I am also collaborating with the EU FP7 project OpenTox for distributed toxicology predictions, who has adopted Bioclipse as interface for their research.
Apart from this I have close contact with the European Bioinformatics Institute and Cambridge University for development of standards in cheminformatics.

Why work in research?
Working as a researcher you have a very open agenda, and the possibilities to pursue interesting projects in the direction you desire. There are always new things to learn, and the freedom to plan your own schedule combined with exploring and developing new methods within an important field (drug development) is a very interesting and rewarding experience.

My future
I think that given the new technological advances in life science with equipment delivering data at constantly increasing rates creates a large need for people with expertise in bioinformatics.
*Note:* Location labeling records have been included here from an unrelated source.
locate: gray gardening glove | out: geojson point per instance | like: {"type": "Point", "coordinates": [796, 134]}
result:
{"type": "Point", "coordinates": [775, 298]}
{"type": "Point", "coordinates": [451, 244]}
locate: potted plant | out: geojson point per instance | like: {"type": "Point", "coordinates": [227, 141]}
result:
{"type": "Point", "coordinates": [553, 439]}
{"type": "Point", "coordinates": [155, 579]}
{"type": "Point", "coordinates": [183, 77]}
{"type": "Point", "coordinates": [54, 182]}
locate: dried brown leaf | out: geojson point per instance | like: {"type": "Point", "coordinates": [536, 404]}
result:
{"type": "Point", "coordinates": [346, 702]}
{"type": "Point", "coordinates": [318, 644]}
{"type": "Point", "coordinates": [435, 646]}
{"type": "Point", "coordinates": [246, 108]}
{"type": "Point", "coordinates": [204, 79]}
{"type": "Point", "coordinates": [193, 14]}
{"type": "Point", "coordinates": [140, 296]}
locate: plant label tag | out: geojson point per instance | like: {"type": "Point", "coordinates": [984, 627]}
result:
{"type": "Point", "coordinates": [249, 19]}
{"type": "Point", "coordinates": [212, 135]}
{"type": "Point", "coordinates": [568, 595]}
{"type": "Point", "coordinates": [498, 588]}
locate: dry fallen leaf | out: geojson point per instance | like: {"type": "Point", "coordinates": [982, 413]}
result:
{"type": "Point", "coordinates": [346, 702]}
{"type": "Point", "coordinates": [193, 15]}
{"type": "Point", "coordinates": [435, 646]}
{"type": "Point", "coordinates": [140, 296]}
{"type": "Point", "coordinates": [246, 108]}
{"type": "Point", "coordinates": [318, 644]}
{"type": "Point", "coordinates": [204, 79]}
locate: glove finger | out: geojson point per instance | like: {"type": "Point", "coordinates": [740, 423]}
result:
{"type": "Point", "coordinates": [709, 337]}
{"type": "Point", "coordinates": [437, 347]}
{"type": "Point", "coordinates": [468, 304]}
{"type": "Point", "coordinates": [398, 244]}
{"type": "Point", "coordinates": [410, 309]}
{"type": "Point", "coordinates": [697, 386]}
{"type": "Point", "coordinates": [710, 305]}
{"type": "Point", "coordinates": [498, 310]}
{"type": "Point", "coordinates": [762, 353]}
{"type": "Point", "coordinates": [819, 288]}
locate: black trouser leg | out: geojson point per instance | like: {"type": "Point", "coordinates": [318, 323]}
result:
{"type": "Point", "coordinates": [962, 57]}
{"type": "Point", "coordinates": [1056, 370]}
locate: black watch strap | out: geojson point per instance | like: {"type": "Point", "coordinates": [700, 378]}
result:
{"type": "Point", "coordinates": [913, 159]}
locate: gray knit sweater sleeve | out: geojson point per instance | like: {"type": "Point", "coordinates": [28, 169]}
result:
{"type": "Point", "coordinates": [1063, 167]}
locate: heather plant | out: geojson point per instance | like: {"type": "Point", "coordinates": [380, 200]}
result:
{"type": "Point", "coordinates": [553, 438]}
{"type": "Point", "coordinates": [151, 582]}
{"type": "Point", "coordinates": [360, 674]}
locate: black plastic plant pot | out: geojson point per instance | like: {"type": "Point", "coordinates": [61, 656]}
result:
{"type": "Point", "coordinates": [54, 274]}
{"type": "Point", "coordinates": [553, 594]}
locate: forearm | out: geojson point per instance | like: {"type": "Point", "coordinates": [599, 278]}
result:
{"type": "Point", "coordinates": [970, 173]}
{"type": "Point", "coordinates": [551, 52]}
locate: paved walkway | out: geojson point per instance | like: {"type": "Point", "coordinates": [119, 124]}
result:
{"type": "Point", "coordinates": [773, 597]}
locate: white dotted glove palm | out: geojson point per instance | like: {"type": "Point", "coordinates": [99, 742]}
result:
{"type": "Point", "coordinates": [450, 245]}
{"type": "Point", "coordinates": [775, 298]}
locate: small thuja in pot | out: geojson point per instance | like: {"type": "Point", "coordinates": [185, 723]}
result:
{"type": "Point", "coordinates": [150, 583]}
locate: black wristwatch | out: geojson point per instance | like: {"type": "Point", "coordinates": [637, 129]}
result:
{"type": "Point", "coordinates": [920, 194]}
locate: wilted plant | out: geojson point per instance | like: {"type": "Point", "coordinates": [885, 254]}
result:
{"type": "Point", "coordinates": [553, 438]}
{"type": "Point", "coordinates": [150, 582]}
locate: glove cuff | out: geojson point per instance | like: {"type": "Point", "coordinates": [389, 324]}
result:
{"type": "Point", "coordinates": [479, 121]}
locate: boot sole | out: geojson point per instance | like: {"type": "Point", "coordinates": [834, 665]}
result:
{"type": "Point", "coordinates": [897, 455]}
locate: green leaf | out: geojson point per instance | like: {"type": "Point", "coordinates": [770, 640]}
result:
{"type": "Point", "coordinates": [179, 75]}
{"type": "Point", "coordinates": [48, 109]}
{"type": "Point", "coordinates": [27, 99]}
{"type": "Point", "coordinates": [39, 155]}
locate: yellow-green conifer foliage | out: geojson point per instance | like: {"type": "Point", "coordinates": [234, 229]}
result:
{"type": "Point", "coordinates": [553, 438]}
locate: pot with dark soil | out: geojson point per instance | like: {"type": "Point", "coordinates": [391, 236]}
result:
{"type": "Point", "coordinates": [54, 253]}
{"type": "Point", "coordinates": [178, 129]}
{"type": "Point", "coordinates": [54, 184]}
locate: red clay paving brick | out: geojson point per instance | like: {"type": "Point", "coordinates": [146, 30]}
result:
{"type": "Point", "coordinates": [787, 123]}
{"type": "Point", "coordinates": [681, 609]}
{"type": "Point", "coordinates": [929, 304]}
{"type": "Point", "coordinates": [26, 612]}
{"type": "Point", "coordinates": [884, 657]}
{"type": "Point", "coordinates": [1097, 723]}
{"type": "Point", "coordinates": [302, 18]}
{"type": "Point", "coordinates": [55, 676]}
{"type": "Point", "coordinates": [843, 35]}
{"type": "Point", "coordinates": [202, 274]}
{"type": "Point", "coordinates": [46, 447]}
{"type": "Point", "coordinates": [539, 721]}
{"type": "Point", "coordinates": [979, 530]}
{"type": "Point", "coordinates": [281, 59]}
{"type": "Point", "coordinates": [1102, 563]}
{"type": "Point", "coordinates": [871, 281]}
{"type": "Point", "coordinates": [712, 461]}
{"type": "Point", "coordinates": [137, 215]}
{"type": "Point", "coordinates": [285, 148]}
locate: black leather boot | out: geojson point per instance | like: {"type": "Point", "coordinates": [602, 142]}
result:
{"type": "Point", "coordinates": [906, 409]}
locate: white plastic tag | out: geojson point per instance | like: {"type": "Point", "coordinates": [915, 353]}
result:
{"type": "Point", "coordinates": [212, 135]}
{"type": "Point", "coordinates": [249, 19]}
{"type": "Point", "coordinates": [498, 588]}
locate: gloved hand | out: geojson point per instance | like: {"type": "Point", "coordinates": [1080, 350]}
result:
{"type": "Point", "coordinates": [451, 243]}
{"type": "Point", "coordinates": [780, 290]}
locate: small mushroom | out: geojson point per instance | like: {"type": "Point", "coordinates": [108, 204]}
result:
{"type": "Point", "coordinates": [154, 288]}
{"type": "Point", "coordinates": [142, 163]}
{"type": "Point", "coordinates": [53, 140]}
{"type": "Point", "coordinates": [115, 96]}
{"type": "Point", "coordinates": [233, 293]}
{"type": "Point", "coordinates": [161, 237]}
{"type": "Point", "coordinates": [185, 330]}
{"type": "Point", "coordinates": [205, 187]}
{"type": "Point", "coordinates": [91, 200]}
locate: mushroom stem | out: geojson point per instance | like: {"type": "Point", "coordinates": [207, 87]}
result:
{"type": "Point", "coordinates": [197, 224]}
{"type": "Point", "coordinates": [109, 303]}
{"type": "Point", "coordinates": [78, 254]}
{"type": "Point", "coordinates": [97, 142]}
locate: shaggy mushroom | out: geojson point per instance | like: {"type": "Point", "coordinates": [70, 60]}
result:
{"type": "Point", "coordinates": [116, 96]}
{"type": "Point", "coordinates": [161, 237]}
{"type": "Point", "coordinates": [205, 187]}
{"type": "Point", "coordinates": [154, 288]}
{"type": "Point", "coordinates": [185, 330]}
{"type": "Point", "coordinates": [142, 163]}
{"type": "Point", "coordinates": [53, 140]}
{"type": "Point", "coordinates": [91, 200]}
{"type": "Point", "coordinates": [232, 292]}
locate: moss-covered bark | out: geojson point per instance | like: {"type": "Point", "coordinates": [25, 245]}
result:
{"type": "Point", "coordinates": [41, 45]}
It will be exciting to see how the pharmaceutical domain will take advantage of all this new information being made available, and how this will affect our view on diseases and hopefully enable us to develop new drugs. Personally I will try to establish my own research group in Sweden, focused on the abovementioned research in the field of Pharmaceutical Bioinformatics.

Personal interests
I enjoy sports of almost all types and play bandy in IK Tellus during winters, and a lot of golf during the summertime.